Like Russell’s beloved earlier fiction — “St. Lucy’s Home for Girls Raised by Wolves” (2005), “Swamplandia!” (2011), “Vampires in the Lemon Grove” (2013) — “The Antidote” blends speculative and fantasy elements with rich language and vivid characters in an effort not to escape reality but to comment even more thoughtfully on it. How do you comprehend the enormity of an entire region of crops suddenly dying? All the lives upended, seemingly overnight? Sometimes you need to invoke the impossible to capture the truth.
At the heart of the novel’s ample cast is a character known as the prairie witch, whose role in Uz is to act as one of many “Vaults” for everything its people want to forget. For generations she has been “absorbing and storing my customers’ memories,” she says, from “banking secrets” to “sins and crimes, first and last times, nights of unspeakable horror.” Why might this town — and this nation — choose to forget its past? As the prairie witch puts it, “It’s rarely the truth itself that people can’t accept.

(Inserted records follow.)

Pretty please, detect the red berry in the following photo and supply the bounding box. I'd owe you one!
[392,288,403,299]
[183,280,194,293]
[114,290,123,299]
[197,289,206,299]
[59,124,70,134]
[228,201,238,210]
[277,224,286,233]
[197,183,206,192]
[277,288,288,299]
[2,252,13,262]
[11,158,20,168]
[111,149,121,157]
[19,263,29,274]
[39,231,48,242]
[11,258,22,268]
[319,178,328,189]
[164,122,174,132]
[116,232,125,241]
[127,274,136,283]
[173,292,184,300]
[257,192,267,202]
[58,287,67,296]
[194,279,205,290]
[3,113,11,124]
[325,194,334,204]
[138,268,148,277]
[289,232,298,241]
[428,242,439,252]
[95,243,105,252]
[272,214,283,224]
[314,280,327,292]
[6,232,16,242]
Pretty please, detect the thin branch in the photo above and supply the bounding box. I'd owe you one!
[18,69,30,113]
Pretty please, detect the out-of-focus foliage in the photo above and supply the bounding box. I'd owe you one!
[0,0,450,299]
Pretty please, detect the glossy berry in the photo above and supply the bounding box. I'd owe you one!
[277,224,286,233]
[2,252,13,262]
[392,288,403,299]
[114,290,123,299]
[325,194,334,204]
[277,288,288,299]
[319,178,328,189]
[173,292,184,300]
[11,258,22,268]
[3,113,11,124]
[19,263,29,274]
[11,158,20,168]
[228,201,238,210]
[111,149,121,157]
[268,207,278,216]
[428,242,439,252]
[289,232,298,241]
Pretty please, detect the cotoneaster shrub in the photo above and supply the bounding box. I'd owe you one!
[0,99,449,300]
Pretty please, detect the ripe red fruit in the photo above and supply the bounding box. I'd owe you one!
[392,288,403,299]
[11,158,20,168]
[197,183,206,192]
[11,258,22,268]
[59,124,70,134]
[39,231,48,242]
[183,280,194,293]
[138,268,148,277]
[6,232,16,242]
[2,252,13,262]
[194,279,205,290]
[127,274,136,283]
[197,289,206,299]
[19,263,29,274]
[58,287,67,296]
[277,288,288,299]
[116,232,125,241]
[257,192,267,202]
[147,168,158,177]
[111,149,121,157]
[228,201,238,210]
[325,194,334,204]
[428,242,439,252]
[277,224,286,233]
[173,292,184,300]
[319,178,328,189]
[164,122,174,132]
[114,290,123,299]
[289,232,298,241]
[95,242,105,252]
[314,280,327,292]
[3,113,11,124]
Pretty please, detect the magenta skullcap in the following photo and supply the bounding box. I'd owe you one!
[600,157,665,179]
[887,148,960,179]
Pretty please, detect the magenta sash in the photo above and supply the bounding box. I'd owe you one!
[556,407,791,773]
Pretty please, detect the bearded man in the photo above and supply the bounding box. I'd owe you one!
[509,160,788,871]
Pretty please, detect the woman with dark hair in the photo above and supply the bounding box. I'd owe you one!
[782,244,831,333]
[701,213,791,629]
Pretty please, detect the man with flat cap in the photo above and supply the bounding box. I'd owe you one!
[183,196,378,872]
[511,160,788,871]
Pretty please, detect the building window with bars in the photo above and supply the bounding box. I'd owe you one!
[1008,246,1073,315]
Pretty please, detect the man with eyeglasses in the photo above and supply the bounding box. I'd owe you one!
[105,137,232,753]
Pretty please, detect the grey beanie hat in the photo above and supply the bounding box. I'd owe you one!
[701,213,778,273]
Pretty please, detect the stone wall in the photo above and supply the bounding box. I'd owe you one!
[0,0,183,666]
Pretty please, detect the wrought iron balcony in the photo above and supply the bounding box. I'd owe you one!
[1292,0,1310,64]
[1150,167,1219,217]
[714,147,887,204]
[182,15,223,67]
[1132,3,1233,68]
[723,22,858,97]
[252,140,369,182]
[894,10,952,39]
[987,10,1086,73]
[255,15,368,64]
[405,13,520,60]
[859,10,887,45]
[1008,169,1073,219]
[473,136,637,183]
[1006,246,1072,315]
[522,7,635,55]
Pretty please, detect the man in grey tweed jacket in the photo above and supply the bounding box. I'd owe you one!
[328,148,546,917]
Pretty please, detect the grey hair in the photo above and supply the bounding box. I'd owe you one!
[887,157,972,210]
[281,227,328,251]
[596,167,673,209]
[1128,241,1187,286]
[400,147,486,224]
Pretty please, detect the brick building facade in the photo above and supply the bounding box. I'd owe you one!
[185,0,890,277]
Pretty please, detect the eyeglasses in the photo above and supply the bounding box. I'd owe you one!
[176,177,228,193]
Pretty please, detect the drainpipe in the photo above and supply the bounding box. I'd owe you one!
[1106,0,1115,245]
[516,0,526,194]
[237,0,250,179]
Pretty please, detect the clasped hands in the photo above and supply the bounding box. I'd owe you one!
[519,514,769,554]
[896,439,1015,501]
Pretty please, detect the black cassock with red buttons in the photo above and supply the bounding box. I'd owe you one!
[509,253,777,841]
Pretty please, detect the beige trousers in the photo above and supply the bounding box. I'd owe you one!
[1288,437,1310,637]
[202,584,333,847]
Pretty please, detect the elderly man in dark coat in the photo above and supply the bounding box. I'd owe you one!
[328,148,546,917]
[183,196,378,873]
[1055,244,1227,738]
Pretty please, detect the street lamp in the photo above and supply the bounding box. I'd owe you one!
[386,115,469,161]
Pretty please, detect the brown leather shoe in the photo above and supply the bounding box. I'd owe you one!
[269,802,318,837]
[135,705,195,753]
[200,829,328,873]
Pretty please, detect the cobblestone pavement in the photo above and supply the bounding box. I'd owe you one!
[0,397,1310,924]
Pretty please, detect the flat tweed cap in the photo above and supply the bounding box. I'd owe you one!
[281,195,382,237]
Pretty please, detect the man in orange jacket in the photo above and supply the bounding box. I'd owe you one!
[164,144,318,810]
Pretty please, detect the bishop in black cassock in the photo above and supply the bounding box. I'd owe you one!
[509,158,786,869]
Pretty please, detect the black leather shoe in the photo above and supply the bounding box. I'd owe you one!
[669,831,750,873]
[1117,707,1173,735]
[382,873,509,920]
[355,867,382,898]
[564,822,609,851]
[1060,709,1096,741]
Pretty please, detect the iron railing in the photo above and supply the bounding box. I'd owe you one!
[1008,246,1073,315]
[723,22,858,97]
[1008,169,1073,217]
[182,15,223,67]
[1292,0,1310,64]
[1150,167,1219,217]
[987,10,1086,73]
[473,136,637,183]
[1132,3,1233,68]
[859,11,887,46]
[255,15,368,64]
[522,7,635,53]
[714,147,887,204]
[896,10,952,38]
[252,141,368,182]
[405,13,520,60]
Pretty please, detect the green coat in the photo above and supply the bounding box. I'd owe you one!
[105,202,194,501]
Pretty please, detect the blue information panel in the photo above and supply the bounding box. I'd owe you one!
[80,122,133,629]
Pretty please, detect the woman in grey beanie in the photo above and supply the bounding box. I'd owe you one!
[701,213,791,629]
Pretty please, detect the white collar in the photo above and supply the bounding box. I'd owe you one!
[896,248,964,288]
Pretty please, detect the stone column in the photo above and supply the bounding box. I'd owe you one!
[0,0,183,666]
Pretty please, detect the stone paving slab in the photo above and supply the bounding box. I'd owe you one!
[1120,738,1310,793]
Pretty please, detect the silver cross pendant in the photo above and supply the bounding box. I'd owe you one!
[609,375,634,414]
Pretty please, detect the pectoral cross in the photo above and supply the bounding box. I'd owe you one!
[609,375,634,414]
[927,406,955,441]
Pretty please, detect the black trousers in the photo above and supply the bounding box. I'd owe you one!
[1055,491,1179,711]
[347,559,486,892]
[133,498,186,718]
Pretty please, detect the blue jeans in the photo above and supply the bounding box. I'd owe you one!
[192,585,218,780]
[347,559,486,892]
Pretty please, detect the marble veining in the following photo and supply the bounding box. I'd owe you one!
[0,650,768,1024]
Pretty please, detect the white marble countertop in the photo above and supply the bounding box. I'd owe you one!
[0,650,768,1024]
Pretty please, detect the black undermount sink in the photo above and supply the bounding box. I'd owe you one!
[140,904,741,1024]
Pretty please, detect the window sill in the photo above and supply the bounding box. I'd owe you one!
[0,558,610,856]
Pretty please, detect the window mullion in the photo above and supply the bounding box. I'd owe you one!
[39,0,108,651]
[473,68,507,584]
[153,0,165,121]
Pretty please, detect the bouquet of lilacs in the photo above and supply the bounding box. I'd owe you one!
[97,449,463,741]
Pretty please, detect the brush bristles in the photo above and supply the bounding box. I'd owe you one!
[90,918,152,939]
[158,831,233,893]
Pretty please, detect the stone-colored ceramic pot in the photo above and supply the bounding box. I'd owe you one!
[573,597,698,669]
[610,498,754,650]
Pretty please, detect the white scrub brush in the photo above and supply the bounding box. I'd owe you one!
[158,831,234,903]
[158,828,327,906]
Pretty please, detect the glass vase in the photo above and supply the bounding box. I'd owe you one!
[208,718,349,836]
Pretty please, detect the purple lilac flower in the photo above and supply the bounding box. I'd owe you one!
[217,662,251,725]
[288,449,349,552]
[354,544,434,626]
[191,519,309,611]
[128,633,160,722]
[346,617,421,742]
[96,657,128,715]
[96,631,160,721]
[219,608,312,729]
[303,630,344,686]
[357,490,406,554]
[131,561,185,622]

It’s how they feel about it.”
Rounding out the cast are the Sheriff, “a stupid man” who is a “savant at torture”; Asphodel “Dell” Oletsky, a 15-year-old girl who loves basketball and is grieving her mother’s unsolved murder; her Uncle Harp, a wheat farmer who took in Dell after his sister’s death; Cleo Allfrey, a Black photographer for F.D.R.’s Resettlement Administration who is charged with documenting life across the Great Plains, to “make the case for Roosevelt’s New Deal,” she says. Lastly, there is the literal scarecrow on Harp’s land who is inhabited by a spirit that remains a mystery to us until the end of the book. Each of these five characters orbits and is changed by the prairie witch in distinct and surprising ways.
Less of a single, linear narrative than a multidimensional accretion of detail, “The Antidote” submerges the reader in these characters’ inner lives and histories through short, dense chapters that alternate between their perspectives. Russell’s lyrical writing dazzles on every page.
The larger story, the great thematic concern of the book, comes into focus about halfway through, when the prairie witch realizes that she, her ancestors and her community have all played a part in this violent national project. “I hadn’t known — no one had ever told me — that I was a soldier in a war,” she says. “We newcomers to the Great Plains were invited out here by the U.S. government to hold ground. The Homestead Act, the Dawes Act, all part of a battle plan.”
That forcible ground transfer of property — “putting Native lands into White hands. Putting forests and plains into production. Turning soil into cash” — was not light work, nor was it peaceful. And another battle, to speak honestly about what was and is still being done to the land and its people, is ongoing.
Russell’s ambitious and exciting novel, like all good historical fiction, makes a powerful case for never forgetting. Erasure is a form of combat, but so is remembering.